The name surfaces in the fraction of a second before my body moves. Not her face—just the name, clean and simple, the thing I've been carrying for three years. And then it's gone, because I'm already moving.
I launch myself across the hallway, throwing my body into the line of fire as his weapon flares.
Thwip-thwip.
The first round misses. The second hits.
Fire brands my left bicep—punching through muscle, grazing bone. The impact spins me and slams me into the doorframe.
My arm goes dead. The sling catches the Glock before it hits the floor.
One knee down.
The shooter steps forward for the kill shot.
BOOM.
The doorframe beside me explodes into splinters. Wren—leaning out, shotgun shouldered, firing past me. She misses, butthe violence of a twelve-gauge at close range puts the shooter behind the couch.

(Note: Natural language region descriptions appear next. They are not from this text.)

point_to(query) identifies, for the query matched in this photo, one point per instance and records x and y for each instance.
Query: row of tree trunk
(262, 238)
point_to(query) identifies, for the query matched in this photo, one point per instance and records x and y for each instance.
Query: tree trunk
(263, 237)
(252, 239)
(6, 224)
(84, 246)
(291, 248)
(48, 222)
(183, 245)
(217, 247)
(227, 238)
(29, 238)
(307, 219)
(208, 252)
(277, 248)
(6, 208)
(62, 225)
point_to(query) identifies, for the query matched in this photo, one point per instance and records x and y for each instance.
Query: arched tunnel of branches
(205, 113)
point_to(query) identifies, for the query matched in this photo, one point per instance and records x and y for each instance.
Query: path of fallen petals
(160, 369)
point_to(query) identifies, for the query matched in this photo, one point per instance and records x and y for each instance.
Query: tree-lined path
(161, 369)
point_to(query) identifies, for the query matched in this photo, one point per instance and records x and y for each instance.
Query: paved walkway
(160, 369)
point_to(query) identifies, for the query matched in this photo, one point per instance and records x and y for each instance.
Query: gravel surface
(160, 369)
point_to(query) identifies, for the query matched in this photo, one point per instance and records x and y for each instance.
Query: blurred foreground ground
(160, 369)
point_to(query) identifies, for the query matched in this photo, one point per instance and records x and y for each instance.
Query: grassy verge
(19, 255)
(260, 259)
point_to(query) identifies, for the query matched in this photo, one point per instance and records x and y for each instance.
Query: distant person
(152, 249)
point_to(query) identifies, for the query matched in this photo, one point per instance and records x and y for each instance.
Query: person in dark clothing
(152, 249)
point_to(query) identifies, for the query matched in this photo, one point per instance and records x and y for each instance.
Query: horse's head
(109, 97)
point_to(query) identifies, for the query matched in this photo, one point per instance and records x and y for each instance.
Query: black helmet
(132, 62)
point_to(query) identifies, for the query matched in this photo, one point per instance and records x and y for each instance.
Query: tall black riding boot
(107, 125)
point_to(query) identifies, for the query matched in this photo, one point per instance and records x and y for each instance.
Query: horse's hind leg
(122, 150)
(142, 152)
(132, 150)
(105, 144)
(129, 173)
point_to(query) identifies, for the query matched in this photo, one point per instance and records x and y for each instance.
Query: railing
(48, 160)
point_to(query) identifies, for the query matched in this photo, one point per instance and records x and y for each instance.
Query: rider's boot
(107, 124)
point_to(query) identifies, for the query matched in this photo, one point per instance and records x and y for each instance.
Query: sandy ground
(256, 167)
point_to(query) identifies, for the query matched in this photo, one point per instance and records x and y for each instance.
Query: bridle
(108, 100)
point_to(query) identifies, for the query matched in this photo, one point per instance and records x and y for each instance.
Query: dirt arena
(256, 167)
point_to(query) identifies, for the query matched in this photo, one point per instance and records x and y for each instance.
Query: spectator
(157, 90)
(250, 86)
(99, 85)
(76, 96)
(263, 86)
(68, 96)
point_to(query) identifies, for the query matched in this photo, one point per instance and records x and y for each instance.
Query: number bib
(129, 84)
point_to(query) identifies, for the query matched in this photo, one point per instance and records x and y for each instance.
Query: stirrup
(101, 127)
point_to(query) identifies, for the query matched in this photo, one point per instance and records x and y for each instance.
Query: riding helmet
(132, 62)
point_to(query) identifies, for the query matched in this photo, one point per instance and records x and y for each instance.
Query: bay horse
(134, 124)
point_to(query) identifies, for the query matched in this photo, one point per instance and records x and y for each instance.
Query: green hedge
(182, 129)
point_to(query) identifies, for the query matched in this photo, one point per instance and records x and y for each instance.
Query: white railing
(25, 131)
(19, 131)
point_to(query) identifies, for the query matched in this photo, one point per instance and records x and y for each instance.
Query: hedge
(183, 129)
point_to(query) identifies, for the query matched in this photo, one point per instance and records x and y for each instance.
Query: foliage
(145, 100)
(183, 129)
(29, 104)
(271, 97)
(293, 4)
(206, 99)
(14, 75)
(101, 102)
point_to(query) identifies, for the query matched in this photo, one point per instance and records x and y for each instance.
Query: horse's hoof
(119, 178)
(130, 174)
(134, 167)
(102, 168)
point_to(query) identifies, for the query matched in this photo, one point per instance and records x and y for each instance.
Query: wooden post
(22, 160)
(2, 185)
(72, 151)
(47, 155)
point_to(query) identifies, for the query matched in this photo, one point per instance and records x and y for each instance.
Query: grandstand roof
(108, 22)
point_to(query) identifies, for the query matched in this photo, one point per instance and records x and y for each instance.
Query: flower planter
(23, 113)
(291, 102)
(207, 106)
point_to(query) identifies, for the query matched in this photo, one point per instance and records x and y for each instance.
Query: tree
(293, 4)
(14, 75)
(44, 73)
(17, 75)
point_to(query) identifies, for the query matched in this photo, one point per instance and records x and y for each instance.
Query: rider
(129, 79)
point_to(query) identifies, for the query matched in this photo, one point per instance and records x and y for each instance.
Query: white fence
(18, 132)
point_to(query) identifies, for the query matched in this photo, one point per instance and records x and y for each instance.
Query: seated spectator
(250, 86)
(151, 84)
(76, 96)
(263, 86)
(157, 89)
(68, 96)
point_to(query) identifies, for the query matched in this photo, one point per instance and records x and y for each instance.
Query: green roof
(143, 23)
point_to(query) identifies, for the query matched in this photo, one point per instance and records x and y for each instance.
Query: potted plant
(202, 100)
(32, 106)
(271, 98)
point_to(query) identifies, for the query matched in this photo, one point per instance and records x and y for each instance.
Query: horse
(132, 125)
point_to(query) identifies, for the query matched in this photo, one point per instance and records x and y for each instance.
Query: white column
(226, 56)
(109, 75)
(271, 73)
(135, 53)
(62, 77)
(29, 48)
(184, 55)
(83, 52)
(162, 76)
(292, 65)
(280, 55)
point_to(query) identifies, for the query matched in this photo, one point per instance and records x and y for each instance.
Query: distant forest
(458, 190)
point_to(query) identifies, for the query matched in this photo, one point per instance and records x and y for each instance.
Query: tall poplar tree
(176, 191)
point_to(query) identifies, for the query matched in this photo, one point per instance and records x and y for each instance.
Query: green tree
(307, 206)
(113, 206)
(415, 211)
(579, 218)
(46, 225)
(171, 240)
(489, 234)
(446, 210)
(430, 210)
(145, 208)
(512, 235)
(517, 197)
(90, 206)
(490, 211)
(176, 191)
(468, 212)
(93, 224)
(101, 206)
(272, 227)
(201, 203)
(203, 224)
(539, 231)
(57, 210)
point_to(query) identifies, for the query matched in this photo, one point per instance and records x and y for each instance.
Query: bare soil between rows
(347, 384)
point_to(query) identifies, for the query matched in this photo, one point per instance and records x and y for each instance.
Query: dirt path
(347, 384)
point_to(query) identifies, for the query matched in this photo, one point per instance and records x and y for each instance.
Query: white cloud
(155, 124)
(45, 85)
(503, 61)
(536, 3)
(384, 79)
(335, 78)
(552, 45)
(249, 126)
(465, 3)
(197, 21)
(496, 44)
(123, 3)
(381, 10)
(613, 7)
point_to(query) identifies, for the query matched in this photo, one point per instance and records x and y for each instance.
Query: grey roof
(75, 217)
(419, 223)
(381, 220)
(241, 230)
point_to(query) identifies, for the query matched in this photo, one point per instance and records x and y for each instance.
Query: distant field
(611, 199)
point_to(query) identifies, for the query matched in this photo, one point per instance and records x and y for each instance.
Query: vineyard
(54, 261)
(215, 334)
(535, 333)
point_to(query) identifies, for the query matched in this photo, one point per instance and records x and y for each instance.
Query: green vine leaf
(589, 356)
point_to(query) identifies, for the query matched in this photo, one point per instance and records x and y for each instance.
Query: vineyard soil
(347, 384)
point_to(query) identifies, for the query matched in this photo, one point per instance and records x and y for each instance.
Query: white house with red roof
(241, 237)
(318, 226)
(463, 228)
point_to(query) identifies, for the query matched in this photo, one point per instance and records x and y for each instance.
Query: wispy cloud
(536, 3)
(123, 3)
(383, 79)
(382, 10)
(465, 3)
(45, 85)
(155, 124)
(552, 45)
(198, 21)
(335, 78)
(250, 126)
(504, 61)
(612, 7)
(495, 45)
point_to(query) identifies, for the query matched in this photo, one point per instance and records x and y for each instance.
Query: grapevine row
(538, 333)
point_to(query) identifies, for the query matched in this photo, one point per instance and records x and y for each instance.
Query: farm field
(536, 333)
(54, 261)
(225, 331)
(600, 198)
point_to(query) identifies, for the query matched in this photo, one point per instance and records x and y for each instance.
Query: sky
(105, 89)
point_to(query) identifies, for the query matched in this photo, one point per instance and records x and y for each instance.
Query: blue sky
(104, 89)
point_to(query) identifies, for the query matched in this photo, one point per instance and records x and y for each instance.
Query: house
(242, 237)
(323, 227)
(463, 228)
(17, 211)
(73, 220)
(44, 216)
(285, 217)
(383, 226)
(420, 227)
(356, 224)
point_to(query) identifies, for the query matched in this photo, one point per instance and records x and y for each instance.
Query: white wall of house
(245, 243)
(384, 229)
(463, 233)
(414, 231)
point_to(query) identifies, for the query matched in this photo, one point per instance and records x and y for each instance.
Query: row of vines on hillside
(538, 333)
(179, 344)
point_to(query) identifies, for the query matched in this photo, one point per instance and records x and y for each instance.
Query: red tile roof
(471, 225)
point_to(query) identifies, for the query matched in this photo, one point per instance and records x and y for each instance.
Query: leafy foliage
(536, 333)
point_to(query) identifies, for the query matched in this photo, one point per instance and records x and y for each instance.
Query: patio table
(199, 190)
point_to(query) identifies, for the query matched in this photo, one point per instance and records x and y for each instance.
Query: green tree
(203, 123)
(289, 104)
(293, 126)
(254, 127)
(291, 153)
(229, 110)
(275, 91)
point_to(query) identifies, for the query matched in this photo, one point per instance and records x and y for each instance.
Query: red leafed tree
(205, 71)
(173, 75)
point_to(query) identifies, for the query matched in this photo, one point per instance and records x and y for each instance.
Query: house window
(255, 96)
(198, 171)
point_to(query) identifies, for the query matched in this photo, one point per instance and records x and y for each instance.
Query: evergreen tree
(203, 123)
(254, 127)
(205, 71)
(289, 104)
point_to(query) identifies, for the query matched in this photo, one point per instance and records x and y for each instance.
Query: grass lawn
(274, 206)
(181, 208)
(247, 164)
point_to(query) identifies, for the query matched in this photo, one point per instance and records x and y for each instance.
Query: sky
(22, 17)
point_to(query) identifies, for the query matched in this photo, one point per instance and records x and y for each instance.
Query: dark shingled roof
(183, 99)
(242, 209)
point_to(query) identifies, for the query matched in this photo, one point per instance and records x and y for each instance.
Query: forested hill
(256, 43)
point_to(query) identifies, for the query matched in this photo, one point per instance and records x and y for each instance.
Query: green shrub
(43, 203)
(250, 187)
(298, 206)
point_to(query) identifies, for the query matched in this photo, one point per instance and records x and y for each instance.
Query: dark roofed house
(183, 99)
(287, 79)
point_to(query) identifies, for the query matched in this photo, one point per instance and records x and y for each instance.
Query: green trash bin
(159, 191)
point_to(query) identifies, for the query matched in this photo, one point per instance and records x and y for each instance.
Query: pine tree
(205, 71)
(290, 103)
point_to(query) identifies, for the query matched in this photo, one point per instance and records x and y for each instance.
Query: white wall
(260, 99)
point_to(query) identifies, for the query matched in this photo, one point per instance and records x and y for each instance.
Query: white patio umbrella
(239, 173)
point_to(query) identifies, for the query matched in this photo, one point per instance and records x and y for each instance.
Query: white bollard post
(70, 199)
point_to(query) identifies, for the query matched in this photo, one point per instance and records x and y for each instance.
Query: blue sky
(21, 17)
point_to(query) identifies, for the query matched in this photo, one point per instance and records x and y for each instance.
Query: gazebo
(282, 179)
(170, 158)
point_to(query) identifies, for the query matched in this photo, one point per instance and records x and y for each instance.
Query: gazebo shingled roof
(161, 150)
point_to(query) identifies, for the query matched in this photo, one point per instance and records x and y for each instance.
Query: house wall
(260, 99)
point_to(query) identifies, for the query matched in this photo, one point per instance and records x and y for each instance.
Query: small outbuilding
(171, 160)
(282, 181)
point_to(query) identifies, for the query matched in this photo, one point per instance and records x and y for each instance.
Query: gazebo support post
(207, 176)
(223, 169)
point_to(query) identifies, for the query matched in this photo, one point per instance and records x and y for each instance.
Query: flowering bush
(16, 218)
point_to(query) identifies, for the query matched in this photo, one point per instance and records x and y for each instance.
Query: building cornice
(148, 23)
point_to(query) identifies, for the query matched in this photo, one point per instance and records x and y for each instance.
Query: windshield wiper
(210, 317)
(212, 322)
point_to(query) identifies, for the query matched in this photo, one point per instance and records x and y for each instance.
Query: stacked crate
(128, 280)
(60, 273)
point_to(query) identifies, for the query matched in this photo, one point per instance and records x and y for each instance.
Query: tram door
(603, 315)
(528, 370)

"Get your ass in here." The slide racks.CLACK-CLACK.
I scramble on hands and knees, adrenaline overriding the arm. I dive through the doorway and kick the door shut. It won't hold—but it breaks their line of sight.
Wren has the rug pulled back. The trapdoor is open, the black maw of the tunnel waiting below.
"Down." She grabs my good arm. Her eyes go wide at the blood soaking my sleeve. "Kade, you're hit?—"
"Get in the hole." I shove her toward the opening.